With the -add option the cell names of the "input file" are going to be appended with _0 in the output file, the cell names in the second file will be appended with _1 and so on. In the output file the cell data from all input files added is preserved; There is no "collision" between cell names.
This option might be useful if you have two "near" identical GDSII files with minor changes and you want to overlay them and examine them layer by layer for differences.
The -merge option works under the assumption that if cells have the same name, the data in them is the same. There is no renaming of cells in the output file. Since there can be only one definition per cell, the initial input file's cell contents will be used if the merged files contain duplicate definitions.
The -blend option works under the assumption that if cells have the same name, the contents of that cell will be "blended" in the output file. There is no renaming of cells in the output file. For example, if cell A contains 5 polygons in file1 and same cell A contains 10 polygons in file2, then cell A in the output file will have 15 polygons.
Arraying a File With Offsets
Consider the case where you have a GDSII file and you wish to create a 2 x 2 array (say for creating a reticle). We will use one of Artwork's standard demo files (demo1.gds) and step it into a 2 x 2 array. In order to do this we must introduce an offset into each placement in the final output file.

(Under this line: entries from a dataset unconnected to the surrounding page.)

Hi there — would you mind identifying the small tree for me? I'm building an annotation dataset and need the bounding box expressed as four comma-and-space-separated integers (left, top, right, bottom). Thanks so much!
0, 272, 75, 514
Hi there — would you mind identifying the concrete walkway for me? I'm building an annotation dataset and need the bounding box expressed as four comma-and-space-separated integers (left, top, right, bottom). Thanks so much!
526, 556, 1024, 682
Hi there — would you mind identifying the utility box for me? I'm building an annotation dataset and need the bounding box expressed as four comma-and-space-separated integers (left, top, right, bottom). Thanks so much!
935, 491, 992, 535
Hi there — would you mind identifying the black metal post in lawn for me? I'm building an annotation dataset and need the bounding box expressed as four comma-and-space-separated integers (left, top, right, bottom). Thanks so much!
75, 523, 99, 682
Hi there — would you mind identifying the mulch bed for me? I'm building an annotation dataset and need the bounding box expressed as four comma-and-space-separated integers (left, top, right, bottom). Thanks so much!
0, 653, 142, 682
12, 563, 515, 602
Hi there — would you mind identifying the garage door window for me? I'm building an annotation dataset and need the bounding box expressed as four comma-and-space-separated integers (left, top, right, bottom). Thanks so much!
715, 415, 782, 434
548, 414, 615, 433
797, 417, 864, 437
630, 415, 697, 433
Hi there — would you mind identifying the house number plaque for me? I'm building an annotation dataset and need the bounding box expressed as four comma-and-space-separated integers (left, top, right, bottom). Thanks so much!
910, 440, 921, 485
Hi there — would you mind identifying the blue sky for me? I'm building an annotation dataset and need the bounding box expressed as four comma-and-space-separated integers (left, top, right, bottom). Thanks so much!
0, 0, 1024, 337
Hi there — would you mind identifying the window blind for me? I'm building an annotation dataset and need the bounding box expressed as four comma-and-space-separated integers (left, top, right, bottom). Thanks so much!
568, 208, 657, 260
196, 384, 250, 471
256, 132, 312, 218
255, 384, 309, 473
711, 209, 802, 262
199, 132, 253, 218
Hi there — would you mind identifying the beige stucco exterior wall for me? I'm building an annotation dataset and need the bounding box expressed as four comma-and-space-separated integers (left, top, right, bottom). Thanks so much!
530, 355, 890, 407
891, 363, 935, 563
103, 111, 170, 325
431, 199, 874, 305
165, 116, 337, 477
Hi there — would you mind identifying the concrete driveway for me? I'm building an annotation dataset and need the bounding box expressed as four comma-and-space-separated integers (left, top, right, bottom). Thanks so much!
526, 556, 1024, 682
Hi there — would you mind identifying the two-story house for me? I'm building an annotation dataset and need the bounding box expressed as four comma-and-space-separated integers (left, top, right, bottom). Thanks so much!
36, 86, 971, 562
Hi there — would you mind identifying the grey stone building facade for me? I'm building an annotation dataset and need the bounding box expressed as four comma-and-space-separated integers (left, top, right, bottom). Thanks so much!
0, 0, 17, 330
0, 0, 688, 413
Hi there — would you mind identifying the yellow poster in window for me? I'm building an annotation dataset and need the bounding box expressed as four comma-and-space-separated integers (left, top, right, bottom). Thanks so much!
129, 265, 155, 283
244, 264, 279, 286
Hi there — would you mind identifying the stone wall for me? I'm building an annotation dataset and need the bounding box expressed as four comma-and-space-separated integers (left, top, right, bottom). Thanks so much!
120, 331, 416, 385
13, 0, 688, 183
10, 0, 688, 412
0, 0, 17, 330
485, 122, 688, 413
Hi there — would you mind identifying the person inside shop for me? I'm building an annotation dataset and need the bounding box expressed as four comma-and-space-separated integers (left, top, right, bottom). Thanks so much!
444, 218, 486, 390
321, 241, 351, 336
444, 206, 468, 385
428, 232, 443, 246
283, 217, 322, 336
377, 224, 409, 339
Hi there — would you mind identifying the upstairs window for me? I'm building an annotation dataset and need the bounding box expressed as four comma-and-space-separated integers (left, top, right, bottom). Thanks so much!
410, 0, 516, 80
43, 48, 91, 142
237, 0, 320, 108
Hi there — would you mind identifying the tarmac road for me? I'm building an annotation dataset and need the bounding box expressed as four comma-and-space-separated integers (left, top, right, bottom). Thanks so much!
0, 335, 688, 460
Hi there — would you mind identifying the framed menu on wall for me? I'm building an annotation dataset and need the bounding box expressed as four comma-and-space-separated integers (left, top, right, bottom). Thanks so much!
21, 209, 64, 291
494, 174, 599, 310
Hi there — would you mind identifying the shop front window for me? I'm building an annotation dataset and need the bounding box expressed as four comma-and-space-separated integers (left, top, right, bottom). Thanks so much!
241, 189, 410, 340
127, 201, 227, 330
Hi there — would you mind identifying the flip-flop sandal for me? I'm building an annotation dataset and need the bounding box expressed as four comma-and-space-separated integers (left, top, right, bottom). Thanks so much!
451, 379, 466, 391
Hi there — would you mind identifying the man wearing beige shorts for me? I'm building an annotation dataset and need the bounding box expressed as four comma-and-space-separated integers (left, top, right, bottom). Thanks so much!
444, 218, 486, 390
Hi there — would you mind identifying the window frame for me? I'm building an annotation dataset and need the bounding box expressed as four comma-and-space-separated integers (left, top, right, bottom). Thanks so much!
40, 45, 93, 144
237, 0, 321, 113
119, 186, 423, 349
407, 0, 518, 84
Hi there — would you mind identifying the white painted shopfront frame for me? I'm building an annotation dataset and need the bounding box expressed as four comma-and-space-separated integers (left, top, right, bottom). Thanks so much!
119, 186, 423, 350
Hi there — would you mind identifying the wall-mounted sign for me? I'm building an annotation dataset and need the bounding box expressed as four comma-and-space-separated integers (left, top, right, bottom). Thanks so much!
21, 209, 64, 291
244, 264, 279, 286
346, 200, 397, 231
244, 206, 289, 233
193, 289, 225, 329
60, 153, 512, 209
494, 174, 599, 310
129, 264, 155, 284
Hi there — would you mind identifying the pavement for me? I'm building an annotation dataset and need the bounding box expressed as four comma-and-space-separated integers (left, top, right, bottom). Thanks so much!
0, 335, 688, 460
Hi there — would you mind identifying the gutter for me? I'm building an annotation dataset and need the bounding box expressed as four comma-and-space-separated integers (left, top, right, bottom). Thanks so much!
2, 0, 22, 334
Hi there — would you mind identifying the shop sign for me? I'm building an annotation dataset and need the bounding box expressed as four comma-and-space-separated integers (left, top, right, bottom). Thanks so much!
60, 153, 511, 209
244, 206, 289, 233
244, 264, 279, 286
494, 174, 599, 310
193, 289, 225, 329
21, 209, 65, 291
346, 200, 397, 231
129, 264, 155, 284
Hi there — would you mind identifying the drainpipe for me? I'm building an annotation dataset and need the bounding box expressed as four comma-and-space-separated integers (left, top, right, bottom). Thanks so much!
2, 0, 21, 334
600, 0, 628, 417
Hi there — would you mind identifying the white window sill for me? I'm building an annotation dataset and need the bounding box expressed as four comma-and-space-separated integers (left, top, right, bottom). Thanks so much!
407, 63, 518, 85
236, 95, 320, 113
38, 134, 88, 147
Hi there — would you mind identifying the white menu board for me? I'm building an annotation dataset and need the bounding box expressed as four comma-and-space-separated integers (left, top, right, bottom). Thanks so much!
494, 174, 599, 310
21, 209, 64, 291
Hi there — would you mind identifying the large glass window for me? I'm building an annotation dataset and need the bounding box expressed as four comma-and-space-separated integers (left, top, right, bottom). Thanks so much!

Now we could use -add but this would create a file 4 times as a large as the source file; since we know all 4 input files are identical there is no need to avoid cell name collisions. Therefore we select -merge to produce a smaller output file.
The output file name will be "reticle.gds" and the top cell in the output file will be called "2X2ARRAY". Under 2X2ARRAY will be 4 instances of the data in DEMO1.GDS.
Calculating the Offsets
Some fancy math (OK, some simple arithmetic) is needed to calculate the desired insertion point for each instance of demo1.gds since it is not centered about 0,0. The reticle extents should be centered at 0,0; the center of demo1.gds is at 115.25,138.75.
Therefore the insertion points, taking into account a street width of 30 um are:
Quadrant Center of Quad After demo1.gds offset -------- --------------- ------------------------ I 148.75, 153.75 33.50, 15 II 148.75,-153.75 33.50, -292.50 III -148.75,-153.75 -264.00, -292.50 IV -148.75, 153.75 -264.00, 15
Here is the command line. Once again, it is all one line but broken here so it can be annotated. Text in italics is not part of the command line but a short explanation of the line's argument.
gdsfilte gdsfilt engine executable demo1.gds input gdsii file reticle.gds output gdsii file name TOPMOSTST top cell name of demo1.gds -unixcmdline needed on Windows for legacy reasons -merge demo1.gds demo1.gds demo1.gds merge these files with input file -combine 2X2ARRAY combine using this as top level cell in output TOPMOSTST TOPMOSTST TOPMOSTST top cells of the merged files -offset 36.00, 7.5 offsets used for each insertion 36.00,-285.0 -256.50,-285.0 -256.50, 7.5
If you have done everything correctly you should have a reticle as shown below:
The two test files demo1.gds and reticle.gds are available for download here.
example2_test_files.zip 5 KB zipped.
Example3 - Merging files with -prefs : Secondary file includes cell defintions.In this example the main file (first on the command line) includes the top level data with cell insertion points but no cell definition in the main file.
The merged files (second and after) include the cell definitions which we want to add to the top level data file.
To do that we will still use the -merge option but we will add also the -prefs option.
This option will preserve the references in the main file and redefine the empty definitions in the top level file with the definitions in the secondary files.
../bin/gdsfilt cell.gds demo5_new2.gds = -prefs -merge demo5.gds
In this example, the file cell.gds has a few cell names that also exist in the main file demo5.gds.